The Landshut Interlude in the Age of Romanticism

The University’s stay in Landshut lasted for only 26 years, but here LMU was able to develop a profile of its own, as other Bavarian universities had either been closed permanently or suffered a loss of status. First Minister Maximilian von Montgelas continued to follow the staffing policy he had begun to implement in Ingolstadt, and filled vacant faculty posts primarily with supporters of the Enlightenment.

Johann Michael Sailer was appointed to a Chair in the Faculty of Theology, where he joined Patriz Benedikt Zimmer and Josef Weber to form what was known as the Dillinger Kleeblatt (Cloverleaf), as all three had previously taught at Dillingen University. Together, they brought new ideas to what had become a rigid and static school of theology. The Medical Faculty in Landshut became a center of 'Romantic Medicine'. Its members not only taught the traditional medical curriculum, but were open to new ideas that were emerging under the impact of the Romantic Movement in philosophy and literature. One of the leading lights in Romantic Medicine was Andreas Röschlaub, an enthusiast for Natural Philosophy and developer of the so-called excitability theory.
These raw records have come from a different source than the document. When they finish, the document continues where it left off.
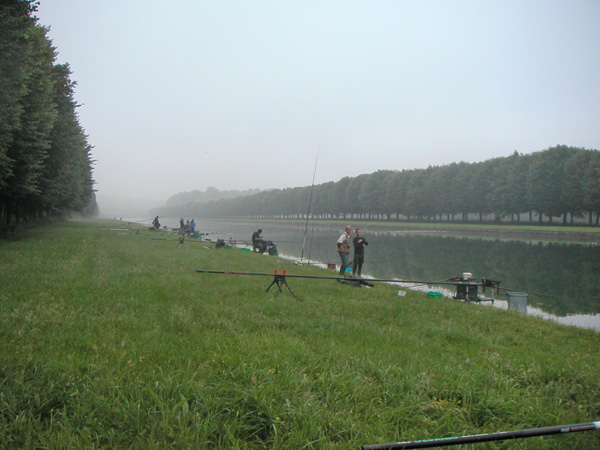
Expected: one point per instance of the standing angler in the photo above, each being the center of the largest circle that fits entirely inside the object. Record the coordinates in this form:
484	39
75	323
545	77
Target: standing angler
343	248
359	243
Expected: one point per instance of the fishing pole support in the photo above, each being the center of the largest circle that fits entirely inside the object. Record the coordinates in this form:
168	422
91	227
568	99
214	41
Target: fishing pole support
279	280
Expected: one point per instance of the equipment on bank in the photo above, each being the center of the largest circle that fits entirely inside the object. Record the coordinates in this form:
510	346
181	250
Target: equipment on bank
470	286
441	442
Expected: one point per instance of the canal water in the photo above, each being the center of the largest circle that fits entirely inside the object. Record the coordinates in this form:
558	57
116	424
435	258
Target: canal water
562	280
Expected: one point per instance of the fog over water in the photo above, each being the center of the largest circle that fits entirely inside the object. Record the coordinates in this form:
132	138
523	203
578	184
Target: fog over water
560	279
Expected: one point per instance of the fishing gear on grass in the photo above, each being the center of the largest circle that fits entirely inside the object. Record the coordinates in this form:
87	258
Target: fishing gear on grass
441	442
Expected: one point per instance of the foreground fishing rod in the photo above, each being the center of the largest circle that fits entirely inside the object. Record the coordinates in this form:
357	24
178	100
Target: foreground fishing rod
280	279
441	442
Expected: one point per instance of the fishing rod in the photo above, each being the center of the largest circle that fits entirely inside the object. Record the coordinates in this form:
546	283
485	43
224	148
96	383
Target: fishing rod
312	187
531	432
280	279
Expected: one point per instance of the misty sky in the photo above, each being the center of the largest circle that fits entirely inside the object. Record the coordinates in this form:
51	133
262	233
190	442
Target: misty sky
178	96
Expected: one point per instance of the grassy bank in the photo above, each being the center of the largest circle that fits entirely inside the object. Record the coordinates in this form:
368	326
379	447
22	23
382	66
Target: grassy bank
110	339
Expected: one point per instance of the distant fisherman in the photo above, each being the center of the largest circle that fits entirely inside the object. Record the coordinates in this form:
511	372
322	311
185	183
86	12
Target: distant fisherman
359	252
343	249
257	241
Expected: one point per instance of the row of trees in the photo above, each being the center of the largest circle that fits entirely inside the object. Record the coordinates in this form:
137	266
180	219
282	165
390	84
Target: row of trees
558	182
45	159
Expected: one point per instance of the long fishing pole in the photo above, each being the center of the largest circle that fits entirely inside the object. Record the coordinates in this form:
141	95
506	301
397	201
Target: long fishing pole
319	277
310	201
441	442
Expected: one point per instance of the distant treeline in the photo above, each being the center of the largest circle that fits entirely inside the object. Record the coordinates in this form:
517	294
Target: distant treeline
45	159
559	182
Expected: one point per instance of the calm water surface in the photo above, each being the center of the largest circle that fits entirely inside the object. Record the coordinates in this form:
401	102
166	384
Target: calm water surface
561	279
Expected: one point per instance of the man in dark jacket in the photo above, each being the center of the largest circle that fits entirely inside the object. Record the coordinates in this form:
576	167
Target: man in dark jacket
359	252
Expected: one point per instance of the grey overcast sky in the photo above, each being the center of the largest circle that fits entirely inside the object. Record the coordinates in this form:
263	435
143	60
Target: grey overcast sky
178	96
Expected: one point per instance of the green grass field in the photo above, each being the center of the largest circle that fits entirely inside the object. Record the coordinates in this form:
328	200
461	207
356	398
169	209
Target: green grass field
112	340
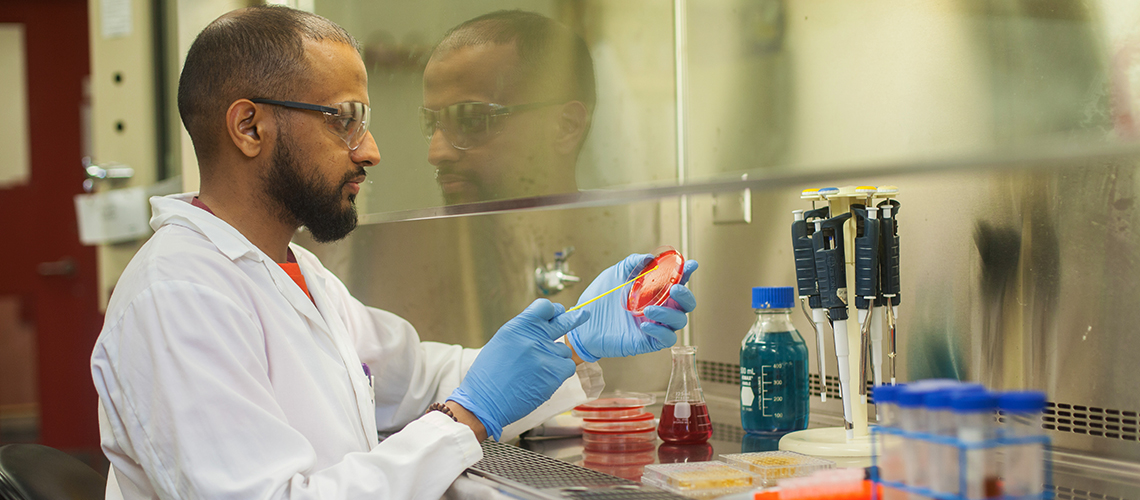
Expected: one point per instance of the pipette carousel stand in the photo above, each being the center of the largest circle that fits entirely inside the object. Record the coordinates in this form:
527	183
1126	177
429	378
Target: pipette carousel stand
836	443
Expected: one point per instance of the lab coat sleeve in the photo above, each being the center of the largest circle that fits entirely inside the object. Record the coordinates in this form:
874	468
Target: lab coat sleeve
189	390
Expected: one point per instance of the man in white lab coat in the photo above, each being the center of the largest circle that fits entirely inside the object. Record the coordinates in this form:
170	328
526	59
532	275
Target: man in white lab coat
234	365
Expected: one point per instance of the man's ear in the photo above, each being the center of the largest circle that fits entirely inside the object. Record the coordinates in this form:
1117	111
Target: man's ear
250	126
572	123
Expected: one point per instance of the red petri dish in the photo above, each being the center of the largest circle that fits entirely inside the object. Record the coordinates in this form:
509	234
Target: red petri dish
619	442
617	406
638	424
653	288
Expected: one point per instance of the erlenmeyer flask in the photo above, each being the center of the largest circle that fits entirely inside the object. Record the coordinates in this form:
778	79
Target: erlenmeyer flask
685	417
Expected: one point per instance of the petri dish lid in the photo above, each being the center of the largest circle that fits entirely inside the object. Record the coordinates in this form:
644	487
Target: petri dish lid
637	425
630	418
615	406
653	288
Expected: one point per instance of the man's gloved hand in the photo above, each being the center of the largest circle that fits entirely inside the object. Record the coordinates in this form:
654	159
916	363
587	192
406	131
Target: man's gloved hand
520	367
612	332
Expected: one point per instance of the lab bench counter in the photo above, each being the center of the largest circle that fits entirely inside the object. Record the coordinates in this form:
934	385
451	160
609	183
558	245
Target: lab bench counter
727	437
630	465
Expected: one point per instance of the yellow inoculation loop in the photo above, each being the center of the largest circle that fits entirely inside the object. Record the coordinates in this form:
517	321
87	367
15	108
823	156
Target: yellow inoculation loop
611	291
713	477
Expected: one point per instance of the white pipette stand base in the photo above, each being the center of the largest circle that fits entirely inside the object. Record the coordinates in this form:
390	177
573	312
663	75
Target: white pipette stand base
830	443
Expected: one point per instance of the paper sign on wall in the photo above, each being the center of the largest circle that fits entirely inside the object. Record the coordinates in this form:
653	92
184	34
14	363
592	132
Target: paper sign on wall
112	216
115	18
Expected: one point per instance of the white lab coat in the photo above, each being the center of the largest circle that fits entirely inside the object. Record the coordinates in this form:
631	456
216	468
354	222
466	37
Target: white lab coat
218	378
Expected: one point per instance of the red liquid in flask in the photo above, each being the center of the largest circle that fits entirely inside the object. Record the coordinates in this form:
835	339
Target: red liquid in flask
695	428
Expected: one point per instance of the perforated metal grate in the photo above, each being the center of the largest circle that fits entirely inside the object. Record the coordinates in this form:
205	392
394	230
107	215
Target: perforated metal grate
1091	420
537	470
1072	493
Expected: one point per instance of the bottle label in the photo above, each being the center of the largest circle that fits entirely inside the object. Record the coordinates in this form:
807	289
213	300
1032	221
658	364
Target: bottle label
747	393
682	410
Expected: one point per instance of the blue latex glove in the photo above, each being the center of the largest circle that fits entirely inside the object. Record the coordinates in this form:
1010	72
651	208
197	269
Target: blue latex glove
520	367
612	332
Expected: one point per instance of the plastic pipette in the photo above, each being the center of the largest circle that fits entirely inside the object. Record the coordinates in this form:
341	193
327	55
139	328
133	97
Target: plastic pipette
611	291
831	275
801	230
866	286
888	267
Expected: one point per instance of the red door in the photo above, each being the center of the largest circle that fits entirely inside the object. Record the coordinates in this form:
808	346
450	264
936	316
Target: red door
45	269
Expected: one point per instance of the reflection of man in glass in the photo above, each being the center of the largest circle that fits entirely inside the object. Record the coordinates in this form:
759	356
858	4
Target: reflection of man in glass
507	103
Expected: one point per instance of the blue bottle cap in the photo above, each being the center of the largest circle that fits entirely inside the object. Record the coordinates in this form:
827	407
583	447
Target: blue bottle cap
939	399
886	393
1022	401
972	402
773	297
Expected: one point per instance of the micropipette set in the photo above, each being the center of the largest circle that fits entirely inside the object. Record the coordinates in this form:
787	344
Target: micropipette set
854	235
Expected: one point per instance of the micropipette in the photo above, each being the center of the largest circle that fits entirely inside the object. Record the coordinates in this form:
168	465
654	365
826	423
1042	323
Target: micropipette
831	275
888	267
866	284
805	278
611	291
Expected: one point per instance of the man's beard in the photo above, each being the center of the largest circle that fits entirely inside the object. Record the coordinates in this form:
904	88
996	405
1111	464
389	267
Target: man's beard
302	196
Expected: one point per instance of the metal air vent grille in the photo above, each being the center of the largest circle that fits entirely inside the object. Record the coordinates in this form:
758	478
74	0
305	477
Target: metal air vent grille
1091	420
537	470
1072	493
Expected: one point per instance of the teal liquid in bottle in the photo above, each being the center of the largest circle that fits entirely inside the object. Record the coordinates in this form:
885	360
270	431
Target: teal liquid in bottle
774	394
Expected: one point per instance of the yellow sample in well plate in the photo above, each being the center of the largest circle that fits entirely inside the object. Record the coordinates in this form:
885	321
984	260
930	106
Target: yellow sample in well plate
776	465
699	475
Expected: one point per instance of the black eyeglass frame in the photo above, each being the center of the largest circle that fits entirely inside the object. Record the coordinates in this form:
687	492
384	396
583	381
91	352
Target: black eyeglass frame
316	107
497	112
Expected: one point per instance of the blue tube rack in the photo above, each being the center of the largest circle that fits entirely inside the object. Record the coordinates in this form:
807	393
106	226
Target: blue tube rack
878	432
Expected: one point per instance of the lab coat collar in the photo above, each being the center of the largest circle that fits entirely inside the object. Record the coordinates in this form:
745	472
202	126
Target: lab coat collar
177	210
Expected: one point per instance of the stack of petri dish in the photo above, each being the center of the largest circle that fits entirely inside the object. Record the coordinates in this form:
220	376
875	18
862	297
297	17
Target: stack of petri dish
771	466
701	480
618	424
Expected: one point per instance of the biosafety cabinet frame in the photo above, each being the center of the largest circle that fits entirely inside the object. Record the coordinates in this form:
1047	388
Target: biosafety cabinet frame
1008	125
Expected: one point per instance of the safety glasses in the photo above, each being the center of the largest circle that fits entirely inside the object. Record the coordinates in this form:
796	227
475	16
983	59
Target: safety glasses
469	124
349	121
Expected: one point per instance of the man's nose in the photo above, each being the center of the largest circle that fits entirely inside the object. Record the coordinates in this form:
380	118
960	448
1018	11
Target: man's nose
440	149
367	154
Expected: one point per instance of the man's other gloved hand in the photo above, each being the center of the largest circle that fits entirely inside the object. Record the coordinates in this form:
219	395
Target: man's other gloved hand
612	332
520	367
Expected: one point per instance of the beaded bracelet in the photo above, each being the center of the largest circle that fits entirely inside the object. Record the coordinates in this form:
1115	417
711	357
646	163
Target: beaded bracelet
441	408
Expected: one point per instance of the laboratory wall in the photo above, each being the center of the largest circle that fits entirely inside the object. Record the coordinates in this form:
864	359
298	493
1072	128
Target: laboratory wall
1008	126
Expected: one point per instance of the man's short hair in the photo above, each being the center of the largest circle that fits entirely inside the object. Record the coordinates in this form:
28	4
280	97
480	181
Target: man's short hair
554	60
258	51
University life in Landshut was itself markedly influenced by the spirit of Romanticism. Social contacts between students and professors were encouraged, and clubs and discussion circles met regularly - in the house of the jurist Friedrich Carl von Savigny, for example. Despite the restrictions imposed by the authorities on student corporations (which were suspected of harboring seditious elements), fraternities flourished in Landshut, and soon spread to all other Bavarian universities.

Johann Michael Sailer (1751 - 1832), who would later become Bishop of Regensburg, was appointed to a professorship in Ingolstadt in 1780, but was dismissed from his post in 1781 as an 'obscurantist'.

Legal scholar Friedrich Carl von Savigny (1779 - 1861) taught for only three terms at the Universtiy in Landshut.